When people first get started trying to reduce their waste, they usually think about buying less stuff that they’ll eventually have to throw away. But as I’ve started to learn over time, responsible disposal is only part of the equation. Even if you recycle, compost or reuse whatever it is you bought, it doesn’t cancel out the fact that a lot of resources went into producing it in the first place.

For example, paper is a renewable resource, but that doesn’t mean composting your paper towels completely offsets the trees that were cut down and all the other energy that went into producing them. I’ve also read that if you have to choose, buying something that is made from recycled materials is better than buying something that is recyclable.

This week’s challenge was further educating myself on this topic, which is known as upstream waste. Here is a short list of what I learned:

  • Paper products: Climate Fwd. was on the same wavelength again this week with its article on paper towels. Yes they are compostable, but it takes a long time for a newly planted tree to mature and absorb as much carbon dioxide as its more mature relatives. We bought bamboo paper towels a while ago, and my mother-in-law gave me some handmade cloth napkins for my birthday, so using these items more often will definitely help. We have not made the switch from Kleenex or toilet paper, but will look for recycled paper products in these categories moving forward.
  • Plastic: Plastic straws, bags, cups and other single-use plastic gets a lot of media attention when it ends up in the ocean, air, and virtually everywhere in between. It’s gotten so much attention, in fact, that in surveys people (incorrectly) say it has a bigger impact on climate change than fossil fuels. But plastic isn’t entirely evil, and in some cases can be the better choice. For example, a paper bag has to be used multiple times to have the same carbon footprint as a plastic bag used once. And glass is much heavier and therefore takes more fuel to transport than plastic.

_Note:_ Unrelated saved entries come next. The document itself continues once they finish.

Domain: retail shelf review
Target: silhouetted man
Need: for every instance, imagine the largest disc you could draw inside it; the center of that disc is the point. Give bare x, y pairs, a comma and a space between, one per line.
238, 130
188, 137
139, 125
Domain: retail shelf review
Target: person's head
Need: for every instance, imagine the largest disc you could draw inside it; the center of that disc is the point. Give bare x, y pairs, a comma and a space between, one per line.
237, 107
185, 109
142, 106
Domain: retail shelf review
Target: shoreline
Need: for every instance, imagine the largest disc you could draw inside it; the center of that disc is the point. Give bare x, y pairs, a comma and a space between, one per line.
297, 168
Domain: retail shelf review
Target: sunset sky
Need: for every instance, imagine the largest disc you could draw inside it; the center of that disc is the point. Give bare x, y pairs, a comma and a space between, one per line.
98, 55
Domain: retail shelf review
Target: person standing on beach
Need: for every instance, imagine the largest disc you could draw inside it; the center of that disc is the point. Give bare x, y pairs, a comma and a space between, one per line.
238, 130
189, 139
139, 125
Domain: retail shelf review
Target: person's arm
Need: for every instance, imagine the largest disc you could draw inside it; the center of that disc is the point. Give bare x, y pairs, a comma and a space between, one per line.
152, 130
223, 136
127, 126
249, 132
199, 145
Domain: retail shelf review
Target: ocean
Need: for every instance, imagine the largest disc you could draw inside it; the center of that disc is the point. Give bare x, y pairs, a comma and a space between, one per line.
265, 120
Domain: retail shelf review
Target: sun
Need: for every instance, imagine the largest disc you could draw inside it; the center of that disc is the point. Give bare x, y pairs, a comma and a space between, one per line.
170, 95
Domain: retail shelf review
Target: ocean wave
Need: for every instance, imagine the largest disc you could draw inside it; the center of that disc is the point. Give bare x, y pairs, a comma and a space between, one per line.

When buying single-use plastics, I make sure to opt for the recyclable ones (clear 1, 2 and 5 plastics where I live) and avoid the others (6, 7 and black/opaque plastic regardless of number).
  • Almond milk: We switched from cow’s milk to non-dairy milk a few months ago in an effort to reduce our consumption of animal products. Like many people, we landed on almond milk as our preferred alternative. But then this article came out about the massive amounts of water required to process almonds, and that the bees that pollinate them have been dying by the billions. So it’s back to soy milk we go.
  • Food: When we first started composting, I thought that was the answer to all the food that went uneaten in my house. But more recently, I’ve learned that stopping food waste long before it hits the compost bin is the ultimate solution. I joined a local food waste Facebook group where people give away food that they don’t like or have too much of before it goes bad. I also learned about programs in my county that donate food to food shelves or farms as animal feed so it doesn’t go to waste.
  • Clothes: Sure, I can donate, sell or recycle my clothes when I am done wearing them. But it’s better to buy high-quality, synthetic-free clothing in the first place, which is produced more responsibly and will last longer, making any added price worth it. Brands like Alternative Apparel, People Tree, Patagonia and DL 1961 jeans are some to look for. Avoid H&M, Zara and other fast-fashion retailers at all costs!

What other factors play into your purchase decisions other than how you will dispose of them when they’ve reached the end of their life cycle?